This week we are talking about THE outdoor and RV event of the year, and that is Monday’s total solar eclipse. We’ll tell you why this is so important, why it’s perfect for RVers, how to view it safely, how to find a place to watch it and why, even if you have to skip work or school, this is the one event of the year just made to be experienced by RV.
Plus, your RV questions, RV news of the week, traveling tech tips and Jennifer will tell you how to once and for all solve the pesky problem of RV light pollution from those inside switches and LED lights.
WHAT MIKE AND JENNIFER ARE UP TO THIS WEEK…
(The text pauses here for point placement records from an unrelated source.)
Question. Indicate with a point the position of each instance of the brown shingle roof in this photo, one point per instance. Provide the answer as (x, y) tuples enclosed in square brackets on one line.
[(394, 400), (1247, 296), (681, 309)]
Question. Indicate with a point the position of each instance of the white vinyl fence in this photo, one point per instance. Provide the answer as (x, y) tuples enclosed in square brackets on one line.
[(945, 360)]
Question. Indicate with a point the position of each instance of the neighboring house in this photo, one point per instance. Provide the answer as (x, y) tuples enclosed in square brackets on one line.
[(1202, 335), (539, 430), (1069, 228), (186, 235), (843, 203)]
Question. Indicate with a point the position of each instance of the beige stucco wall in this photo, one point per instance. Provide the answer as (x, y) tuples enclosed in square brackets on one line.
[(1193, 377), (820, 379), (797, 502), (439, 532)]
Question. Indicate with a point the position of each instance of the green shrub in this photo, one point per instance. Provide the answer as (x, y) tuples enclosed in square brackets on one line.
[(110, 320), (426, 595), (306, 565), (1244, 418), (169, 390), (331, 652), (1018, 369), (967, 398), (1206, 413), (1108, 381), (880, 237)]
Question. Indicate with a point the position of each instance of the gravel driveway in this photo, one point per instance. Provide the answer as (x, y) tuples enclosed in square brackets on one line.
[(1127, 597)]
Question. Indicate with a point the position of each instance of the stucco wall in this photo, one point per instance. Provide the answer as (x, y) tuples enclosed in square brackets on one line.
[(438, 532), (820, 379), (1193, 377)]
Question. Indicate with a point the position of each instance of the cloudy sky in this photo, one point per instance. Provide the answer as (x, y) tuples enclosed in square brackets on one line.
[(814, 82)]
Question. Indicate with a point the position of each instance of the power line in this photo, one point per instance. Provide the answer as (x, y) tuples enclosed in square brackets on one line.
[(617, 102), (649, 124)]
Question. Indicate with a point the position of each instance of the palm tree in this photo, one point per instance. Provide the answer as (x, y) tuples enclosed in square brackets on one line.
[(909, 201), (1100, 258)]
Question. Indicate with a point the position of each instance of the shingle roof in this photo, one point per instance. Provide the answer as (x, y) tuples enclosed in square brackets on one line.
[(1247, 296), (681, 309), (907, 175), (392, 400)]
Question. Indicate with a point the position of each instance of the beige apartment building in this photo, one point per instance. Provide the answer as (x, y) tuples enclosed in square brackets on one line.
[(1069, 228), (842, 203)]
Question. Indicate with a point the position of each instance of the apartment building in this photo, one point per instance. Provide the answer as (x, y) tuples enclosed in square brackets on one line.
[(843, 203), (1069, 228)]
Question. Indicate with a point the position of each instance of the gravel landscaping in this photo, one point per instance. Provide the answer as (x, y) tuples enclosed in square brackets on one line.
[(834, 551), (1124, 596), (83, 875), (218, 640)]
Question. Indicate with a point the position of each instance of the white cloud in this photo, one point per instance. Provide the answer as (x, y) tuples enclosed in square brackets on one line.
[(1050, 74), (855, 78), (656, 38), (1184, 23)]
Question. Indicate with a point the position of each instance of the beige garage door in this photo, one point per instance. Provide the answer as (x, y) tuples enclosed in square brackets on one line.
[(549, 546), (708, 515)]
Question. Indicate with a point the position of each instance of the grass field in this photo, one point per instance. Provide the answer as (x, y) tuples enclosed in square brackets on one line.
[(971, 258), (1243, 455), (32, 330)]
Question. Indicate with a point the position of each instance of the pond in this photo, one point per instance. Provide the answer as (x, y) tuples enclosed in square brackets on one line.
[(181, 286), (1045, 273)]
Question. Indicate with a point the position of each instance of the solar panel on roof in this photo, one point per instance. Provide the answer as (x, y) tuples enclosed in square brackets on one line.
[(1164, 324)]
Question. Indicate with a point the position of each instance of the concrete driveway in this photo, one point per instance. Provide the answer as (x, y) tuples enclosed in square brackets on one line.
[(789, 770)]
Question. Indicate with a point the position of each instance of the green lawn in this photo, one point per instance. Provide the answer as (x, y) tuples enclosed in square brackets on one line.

We’re in Albany, GA…on the road, visiting our son, Scott, and his family for a couple of weeks, and catching our grandson’s Jacob and Matthew playing football. We also plan to watch the eclipse down here with them and then maybe head out for some exploring maybe down towards the Emerald Coast after Labor Day.
In mid September, it’s our Blues and BBQ gathering in Tupelo MS and in late September, we’ll be heading to Ashevile NC to the Overland East Expo, a trade show for those go what’s called overlanding in extreme, off the grid, 4X4 adventure-type vehicles.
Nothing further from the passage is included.